Molecular Imaging of Blood Brain Barrier Alterations with new peptide ligands

 

PhD student: Jeinny Karina Vargas Sanchez, Colombia
Home Institute: Bordeaux Neurocampus; Principle Investigator: Klaus Petry
Host Institute: Amsterdam Neuroscience; Principle Investigator: Elga de Vries

Executive Summary
Multiple sclerosis (MS) is a chronic inflammatory disease of the central nervous system that leads to severe neurological deficits. Pathologically, MS is characterized by demyelination and axonal damage, induced by infiltrated leukocytes. Importantly, the invasion of the central nervous system (CNS) by leukocytes depends on complex molecular alterations of microvascular endothelial cells at the blood brain barrier (BBB) that are still poorly understood. These molecular alterations provide the opportunity to target specifically the areas undergoing acute inflammatory lesion formation, although to date the spatiotemporal changes at the BBB during MS remain unknown.

To visualize the events at the BBB that underlie MS lesion formation in time, selective imaging tools to distinguish and understand the molecular alteration are highly sought after. In order to develop such selective markers, we have applied phage displayed heptapeptides screening and have already isolated potential candidates that bind to molecules expressed in various cells interacting with inflamed BBB.

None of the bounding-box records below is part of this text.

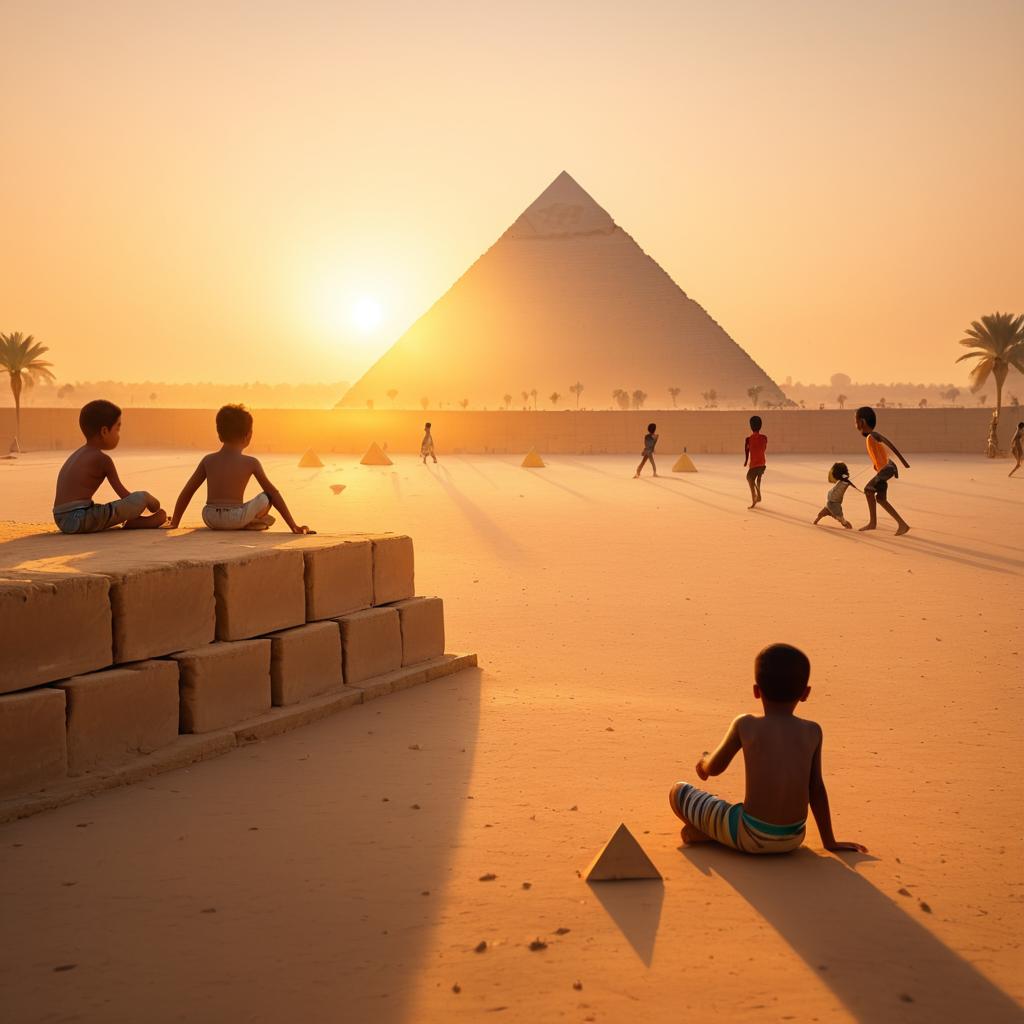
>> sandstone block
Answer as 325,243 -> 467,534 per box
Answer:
0,687 -> 68,797
56,659 -> 180,775
338,608 -> 401,684
0,569 -> 112,693
267,622 -> 342,708
174,640 -> 270,732
213,549 -> 306,640
374,537 -> 416,604
302,541 -> 374,622
110,562 -> 216,665
391,597 -> 444,666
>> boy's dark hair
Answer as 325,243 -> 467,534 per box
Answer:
217,406 -> 253,441
78,398 -> 121,440
754,643 -> 811,703
857,406 -> 879,430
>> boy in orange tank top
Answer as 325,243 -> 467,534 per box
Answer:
855,406 -> 910,537
743,416 -> 768,508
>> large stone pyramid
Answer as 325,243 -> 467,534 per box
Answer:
339,171 -> 782,409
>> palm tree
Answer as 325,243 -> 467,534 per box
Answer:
956,313 -> 1024,416
0,331 -> 55,452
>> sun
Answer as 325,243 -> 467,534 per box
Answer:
348,295 -> 384,331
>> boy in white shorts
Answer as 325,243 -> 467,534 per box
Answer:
169,406 -> 313,534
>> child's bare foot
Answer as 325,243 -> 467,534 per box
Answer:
679,822 -> 713,846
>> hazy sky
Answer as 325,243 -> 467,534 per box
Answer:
0,0 -> 1024,382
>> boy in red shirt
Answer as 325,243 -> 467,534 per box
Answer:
855,406 -> 910,537
743,416 -> 768,508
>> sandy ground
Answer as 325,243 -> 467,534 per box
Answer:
0,453 -> 1024,1022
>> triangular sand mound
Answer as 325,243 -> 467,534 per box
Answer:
359,441 -> 392,466
339,171 -> 782,409
584,824 -> 662,882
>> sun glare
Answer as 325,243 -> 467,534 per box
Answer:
349,296 -> 383,331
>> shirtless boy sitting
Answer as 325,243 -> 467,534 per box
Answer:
53,398 -> 167,534
669,643 -> 866,853
169,406 -> 312,534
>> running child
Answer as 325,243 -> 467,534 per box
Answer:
633,423 -> 657,480
814,462 -> 853,529
170,406 -> 314,534
743,416 -> 768,508
669,643 -> 867,853
854,406 -> 910,537
420,423 -> 437,466
53,398 -> 167,534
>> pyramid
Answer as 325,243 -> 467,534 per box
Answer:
584,824 -> 662,882
338,171 -> 783,409
359,441 -> 392,466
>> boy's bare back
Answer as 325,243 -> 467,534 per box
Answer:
733,715 -> 821,822
200,449 -> 263,505
53,444 -> 117,506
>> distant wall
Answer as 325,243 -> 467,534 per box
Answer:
0,409 -> 1007,455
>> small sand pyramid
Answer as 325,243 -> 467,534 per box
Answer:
584,824 -> 662,882
359,441 -> 393,466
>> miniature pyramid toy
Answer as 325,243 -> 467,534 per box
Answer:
584,824 -> 662,882
359,441 -> 393,466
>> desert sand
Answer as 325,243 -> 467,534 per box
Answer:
0,452 -> 1024,1022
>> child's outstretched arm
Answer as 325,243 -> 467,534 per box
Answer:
810,732 -> 867,853
872,430 -> 910,469
167,462 -> 206,529
253,459 -> 309,534
696,715 -> 745,780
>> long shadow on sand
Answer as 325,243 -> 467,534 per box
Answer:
683,847 -> 1024,1024
590,879 -> 665,967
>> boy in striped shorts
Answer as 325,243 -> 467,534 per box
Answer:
669,643 -> 867,853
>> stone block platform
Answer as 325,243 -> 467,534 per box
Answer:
0,529 -> 476,821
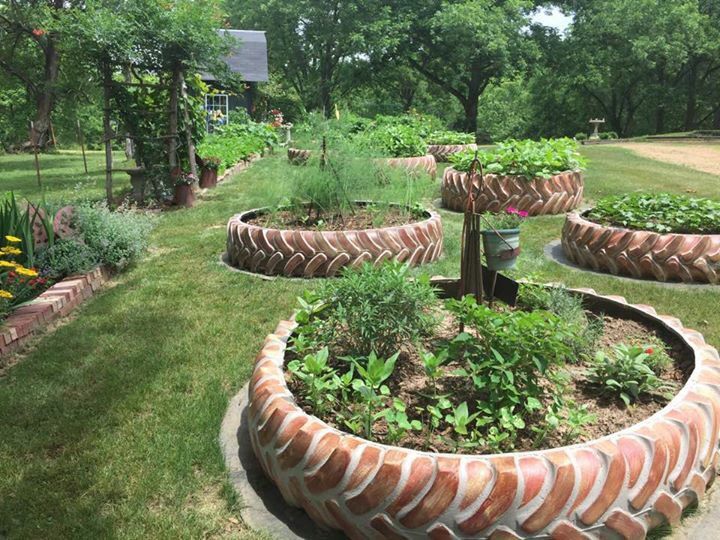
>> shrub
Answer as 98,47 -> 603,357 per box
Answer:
587,193 -> 720,234
38,238 -> 98,280
427,130 -> 475,144
450,138 -> 585,180
302,262 -> 437,356
75,205 -> 153,270
588,345 -> 673,405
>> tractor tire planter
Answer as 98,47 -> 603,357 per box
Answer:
248,289 -> 720,540
288,148 -> 312,165
481,229 -> 520,271
385,154 -> 437,179
428,144 -> 477,163
562,212 -> 720,285
227,203 -> 443,278
440,167 -> 583,216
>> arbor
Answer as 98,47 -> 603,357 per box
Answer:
227,0 -> 398,116
393,0 -> 531,133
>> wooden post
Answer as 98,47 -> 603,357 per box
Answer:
167,67 -> 180,170
30,120 -> 42,189
103,64 -> 113,207
180,71 -> 200,179
75,118 -> 87,174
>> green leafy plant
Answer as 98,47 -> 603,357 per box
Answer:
449,138 -> 585,180
588,345 -> 673,405
587,193 -> 720,234
427,130 -> 475,144
317,262 -> 437,356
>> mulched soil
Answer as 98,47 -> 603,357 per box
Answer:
247,206 -> 424,231
286,306 -> 692,454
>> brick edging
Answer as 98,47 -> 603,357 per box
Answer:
248,289 -> 720,540
0,267 -> 110,357
562,212 -> 720,285
440,167 -> 583,216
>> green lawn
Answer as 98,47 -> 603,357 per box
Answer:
0,150 -> 130,203
0,146 -> 720,538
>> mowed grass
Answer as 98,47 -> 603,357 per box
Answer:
0,150 -> 130,203
0,143 -> 720,538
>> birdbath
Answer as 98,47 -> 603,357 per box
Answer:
590,118 -> 605,139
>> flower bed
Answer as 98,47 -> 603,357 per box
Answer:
428,143 -> 477,163
0,268 -> 109,356
440,167 -> 583,216
227,204 -> 443,277
248,283 -> 720,538
562,212 -> 720,284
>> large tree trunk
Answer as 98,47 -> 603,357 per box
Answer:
30,35 -> 60,148
684,61 -> 697,131
463,94 -> 480,139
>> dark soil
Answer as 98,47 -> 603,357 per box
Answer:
247,206 -> 425,231
286,306 -> 692,453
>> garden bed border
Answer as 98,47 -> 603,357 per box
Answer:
440,167 -> 583,216
562,212 -> 720,285
248,289 -> 720,540
0,267 -> 110,357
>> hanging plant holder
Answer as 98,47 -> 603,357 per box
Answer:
482,229 -> 520,272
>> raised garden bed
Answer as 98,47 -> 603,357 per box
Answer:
0,268 -> 109,356
428,144 -> 477,163
248,281 -> 720,538
440,167 -> 583,216
562,212 -> 720,284
227,204 -> 443,277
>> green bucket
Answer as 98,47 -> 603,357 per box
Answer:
482,229 -> 520,271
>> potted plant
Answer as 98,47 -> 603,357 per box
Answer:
173,172 -> 197,208
481,206 -> 528,271
200,156 -> 222,189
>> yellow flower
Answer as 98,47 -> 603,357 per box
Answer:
15,265 -> 38,277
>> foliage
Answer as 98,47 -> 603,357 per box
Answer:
588,345 -> 673,405
427,130 -> 475,144
306,262 -> 436,356
587,193 -> 720,234
355,124 -> 427,157
76,204 -> 153,270
37,238 -> 98,280
450,138 -> 585,180
0,192 -> 55,266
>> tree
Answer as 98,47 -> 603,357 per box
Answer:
227,0 -> 398,116
393,0 -> 531,133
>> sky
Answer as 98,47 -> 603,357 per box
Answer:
532,7 -> 572,32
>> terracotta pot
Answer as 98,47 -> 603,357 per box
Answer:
199,167 -> 217,189
248,289 -> 720,540
440,167 -> 583,216
173,184 -> 195,208
562,212 -> 720,285
227,204 -> 443,277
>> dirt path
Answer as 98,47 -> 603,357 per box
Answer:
617,142 -> 720,176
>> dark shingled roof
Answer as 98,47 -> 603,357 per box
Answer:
202,29 -> 268,82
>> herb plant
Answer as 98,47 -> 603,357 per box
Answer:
449,138 -> 585,180
587,193 -> 720,234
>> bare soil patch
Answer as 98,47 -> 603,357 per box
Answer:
616,142 -> 720,176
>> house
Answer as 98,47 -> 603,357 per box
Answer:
201,29 -> 268,131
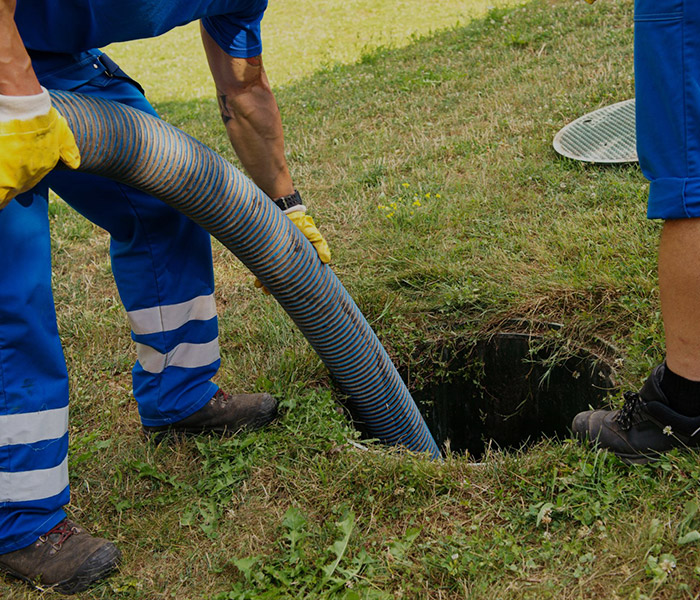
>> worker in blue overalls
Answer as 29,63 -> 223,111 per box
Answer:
572,0 -> 700,463
0,0 -> 330,593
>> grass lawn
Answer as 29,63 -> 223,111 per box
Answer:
5,0 -> 700,600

The overall aim of this project is now to identify peptide ligands that bind to 2 specifically or highly expressed targets at the BBB during early / acute neuroinflammation in the experimental allergic encephalomyelitis (EAE) rat model. Next, their use as selective imaging tool will be validated in vivo using magnetic resonance imaging (MRI). Importantly, through this joined grant proposal, we will be able to translate our findings to the human situation by validating their expression at various stages of well-characterized human MS lesions. This project will in future lead to novel imaging tools to detect pathological events ongoing in MS patients and opens the avenue for selective drug targeting to the brain at various pathological conditions.